RFC: Session-aware KV cache management #18

@cyr20040123

Description

@cyr20040123

Problem statement / motivation

RFC: Session-Aware KV Cache Management in agentic-api

Abstract

Session cache is a basic and fundamental feature for Responses API which optimizes multi-turn dialogue inference by automatically caching the KV cache of a session, cutting down redundant computation, lowering API calling costs and shortening response latency for context-aware LLM interactions.

This RFC proposes introducing a Session Cache Manager into the Core Orchestration Layer of agentic-api. It maintains mappings between KV cache blocks and sessions, providing unified lifecycle management (tiering, migration, eviction, and invalidation) of KV cache on the agentic-api side. agentic-api acts as the authoritative KV cache scheduler, interacting with vLLM Server via the KVConnector interface or interacting with KV store connected to vLLM. This design also lays the groundwork for advanced optimizations such as priority-based eviction and proactive cache invalidation proposed in vLLM RFC #37003 and RFC #37168.


1. Motivation

1.1 Current Pain Points

  • Agentic workloads break prefix caching: In a typical agent turn, over 90% of tokens are a reuse of the previous turn's prefix.

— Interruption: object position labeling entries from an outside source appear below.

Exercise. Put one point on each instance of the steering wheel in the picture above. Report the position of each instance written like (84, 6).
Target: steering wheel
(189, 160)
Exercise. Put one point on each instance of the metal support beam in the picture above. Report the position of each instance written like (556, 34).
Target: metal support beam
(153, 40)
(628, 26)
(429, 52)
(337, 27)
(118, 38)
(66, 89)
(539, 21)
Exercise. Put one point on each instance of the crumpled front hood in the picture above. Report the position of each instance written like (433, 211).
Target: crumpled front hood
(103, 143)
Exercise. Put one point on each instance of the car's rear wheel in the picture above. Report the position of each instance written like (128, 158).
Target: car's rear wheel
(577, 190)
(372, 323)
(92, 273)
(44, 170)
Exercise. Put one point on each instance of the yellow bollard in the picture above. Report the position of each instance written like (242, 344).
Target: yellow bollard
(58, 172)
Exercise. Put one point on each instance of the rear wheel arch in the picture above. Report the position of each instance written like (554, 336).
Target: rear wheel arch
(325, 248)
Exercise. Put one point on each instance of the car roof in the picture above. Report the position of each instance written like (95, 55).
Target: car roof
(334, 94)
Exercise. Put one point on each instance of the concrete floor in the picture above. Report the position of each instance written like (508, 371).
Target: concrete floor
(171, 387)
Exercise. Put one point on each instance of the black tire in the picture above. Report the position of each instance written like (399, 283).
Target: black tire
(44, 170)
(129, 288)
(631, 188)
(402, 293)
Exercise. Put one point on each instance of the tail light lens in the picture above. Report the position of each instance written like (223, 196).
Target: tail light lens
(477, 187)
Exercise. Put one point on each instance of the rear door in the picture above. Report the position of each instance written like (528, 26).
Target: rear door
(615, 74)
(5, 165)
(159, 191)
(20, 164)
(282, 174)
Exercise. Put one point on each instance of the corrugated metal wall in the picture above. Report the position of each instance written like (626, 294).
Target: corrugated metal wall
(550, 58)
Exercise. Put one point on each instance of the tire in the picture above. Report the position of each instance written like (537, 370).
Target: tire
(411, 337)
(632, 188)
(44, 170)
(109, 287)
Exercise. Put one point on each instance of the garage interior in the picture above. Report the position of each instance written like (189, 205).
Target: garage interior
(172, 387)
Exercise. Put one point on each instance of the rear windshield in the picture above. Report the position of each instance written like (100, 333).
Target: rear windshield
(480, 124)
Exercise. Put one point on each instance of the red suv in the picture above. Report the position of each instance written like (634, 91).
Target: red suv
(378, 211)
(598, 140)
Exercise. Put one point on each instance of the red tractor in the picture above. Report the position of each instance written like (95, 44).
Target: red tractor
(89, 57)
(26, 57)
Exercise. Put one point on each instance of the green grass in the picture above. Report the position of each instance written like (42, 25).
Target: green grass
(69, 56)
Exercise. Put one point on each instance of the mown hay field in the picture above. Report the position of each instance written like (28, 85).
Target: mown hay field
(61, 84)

However, during tool-call pauses (which account for 40–60% of wall time), KV cache blocks have no active references and are evicted by LRU. When the session resumes, the entire context (70K–200K tokens) must be re-prefilled from scratch.
  • vLLM's LRU policy is session-agnostic: LRU only considers recency; it has no awareness of which sessions are still active and which have ended, causing zombie blocks to occupy GPU HBM indefinitely.
  • No home for stateful session management: vLLM core remains stateless, and the Responses API layer lacks a system-level mapping between sessions and KV cache blocks.

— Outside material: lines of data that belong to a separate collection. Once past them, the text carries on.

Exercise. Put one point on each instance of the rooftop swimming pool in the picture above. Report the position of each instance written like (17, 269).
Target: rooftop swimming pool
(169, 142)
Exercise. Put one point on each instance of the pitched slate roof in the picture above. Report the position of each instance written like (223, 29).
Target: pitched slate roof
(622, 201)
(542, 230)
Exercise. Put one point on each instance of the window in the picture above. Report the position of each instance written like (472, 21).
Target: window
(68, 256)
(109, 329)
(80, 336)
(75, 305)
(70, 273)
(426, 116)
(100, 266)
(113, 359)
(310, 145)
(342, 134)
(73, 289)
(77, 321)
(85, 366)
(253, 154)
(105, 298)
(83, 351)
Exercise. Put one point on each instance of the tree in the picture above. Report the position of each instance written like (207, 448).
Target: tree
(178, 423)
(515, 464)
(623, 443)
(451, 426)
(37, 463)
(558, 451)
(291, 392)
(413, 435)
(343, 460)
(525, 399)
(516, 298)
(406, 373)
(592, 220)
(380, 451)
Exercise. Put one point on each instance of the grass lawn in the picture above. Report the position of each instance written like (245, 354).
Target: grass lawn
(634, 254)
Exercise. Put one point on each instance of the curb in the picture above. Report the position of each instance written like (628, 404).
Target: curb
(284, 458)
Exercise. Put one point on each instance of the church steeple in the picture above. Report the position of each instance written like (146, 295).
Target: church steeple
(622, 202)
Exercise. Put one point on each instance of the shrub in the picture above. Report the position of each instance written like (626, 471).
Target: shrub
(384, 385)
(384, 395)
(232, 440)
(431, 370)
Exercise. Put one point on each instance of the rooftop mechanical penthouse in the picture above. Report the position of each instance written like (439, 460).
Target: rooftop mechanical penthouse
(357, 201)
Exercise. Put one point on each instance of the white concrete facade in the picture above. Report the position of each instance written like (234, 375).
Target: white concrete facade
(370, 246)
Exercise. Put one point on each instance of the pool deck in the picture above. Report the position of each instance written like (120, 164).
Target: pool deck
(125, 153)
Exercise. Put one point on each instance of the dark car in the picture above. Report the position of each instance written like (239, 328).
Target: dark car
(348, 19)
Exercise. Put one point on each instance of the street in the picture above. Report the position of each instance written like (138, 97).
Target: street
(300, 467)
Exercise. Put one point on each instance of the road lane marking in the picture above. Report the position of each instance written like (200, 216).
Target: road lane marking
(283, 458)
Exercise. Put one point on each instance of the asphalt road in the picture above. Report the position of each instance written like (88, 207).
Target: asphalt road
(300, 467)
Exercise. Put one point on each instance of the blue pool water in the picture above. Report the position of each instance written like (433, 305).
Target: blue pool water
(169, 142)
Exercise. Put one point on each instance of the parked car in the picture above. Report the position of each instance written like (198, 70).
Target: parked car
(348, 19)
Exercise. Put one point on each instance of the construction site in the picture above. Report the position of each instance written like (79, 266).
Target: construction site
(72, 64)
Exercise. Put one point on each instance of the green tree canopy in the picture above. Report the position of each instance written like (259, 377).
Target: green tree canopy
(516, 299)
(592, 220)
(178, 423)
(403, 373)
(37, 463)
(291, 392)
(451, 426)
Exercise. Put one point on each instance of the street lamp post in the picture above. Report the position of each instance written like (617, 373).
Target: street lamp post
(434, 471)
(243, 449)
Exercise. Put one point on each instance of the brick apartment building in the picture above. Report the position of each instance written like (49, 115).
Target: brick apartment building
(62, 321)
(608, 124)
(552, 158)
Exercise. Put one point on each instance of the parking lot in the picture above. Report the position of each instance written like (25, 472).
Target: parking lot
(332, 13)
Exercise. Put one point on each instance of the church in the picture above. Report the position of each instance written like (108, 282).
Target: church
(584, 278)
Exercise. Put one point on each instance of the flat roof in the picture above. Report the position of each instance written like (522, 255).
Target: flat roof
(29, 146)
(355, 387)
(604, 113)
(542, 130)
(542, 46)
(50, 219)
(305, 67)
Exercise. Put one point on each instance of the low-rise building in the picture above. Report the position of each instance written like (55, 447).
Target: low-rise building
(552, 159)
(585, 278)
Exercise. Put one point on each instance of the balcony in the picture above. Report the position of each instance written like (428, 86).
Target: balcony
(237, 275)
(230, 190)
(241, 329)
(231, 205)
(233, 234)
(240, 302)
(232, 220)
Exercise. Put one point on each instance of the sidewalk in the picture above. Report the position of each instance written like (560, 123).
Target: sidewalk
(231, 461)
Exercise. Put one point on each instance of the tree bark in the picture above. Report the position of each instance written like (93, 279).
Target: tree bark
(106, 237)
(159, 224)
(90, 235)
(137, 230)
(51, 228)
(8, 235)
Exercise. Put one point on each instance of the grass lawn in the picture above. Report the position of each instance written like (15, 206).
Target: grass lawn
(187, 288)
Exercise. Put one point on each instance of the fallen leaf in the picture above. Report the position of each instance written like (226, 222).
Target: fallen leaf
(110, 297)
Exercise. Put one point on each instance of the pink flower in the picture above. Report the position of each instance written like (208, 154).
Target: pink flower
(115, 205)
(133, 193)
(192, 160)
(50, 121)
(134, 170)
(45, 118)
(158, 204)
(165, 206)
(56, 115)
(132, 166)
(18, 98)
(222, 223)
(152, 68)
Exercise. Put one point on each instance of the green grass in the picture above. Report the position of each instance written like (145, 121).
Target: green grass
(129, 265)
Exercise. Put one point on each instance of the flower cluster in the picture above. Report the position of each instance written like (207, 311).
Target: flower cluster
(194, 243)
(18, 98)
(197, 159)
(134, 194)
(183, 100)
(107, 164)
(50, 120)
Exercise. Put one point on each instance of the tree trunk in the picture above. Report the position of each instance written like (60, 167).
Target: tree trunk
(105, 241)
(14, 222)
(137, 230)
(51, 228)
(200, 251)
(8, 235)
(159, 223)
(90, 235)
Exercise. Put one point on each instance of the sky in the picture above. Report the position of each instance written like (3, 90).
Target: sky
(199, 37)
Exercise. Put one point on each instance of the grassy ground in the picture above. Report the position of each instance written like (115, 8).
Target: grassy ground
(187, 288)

1.2 Why Implement This in agentic-api

  • agentic-api is the natural owner of stateful Responses API logic, holding semantic information such as session_id, previous_response_id, and session liveness.
  • This aligns with the architectural separation of concerns: agentic-api owns cache policy, while vLLM owns cache mechanism.
  • It enables session routing and migration across vLLM instances — something a stateless vLLM cannot achieve on its own.

2. Background

  • The OpenAI Responses API supports multi-turn session chaining via previous_response_id.
  • Alibaba's Session Cache (x-dashscope-session-cache) has validated the feasibility of server-side automatic context caching (5-minute TTL, reset on cache hit).
  • vLLM RFC #37003: Proposes a RetentionDirective API that allows an orchestrator to set per-range block eviction priority (0–100) and TTL, with multi-tenant isolation via retention_scope (session_id).
  • vLLM RFC #37168: Proposes a proactive invalidation endpoint POST /release_kv_cache, session-aware reference counting, and a dual-zone scheduling strategy (Aging Zone / Fresh Zone), achieving a 26% reduction in TTFT under high-concurrency workloads.
  • vLLM KVConnector ecosystem: MooncakeStore, LMCache, and similar backends provide multi-tier, cross-node KV block transfer capabilities.

3. Design Goals

Goal Description
G1 agentic-api serves as the authoritative KV cache lifecycle scheduler, supporting session-based cache management
G2 Support multi-tier storage (GPU HBM → DRAM → NVMe → object storage)
G3 Support session migration across vLLM instances (horizontal scaling)
G4 Zero overhead for non-agentic stateless workloads
G5 Provide the foundation for implementing vLLM RFC #37003 and #37168

Proposed solution

4. Architecture

4.1 Approach Comparison

Approach A: Shared KV Cache Store with vLLM Server

agentic-api (ResponsesStore for metadata)
    ↕ KV$ block metadata sync
Mooncake Store / LMCache (shared)
    ↕ KVConnector
vLLM Server (GPU HBM)

Pros:

  • Zero-copy: vLLM and agentic-api access the same physical blocks with no data movement.
  • Lowest latency: On a cache hit, vLLM reads blocks directly with no cross-tier loading.
  • Natural alignment with RFC #37003: agentic-api knows which sessions are active and can issue priority directives directly.

Cons:

  • Tight coupling to the vLLM runtime; agentic-api upgrades or restarts must be coordinated with vLLM.
  • MooncakeStore is currently optimized for disaggregated prefill; session-level persistence requires customization.
  • Complex session routing in multi-node vLLM deployments.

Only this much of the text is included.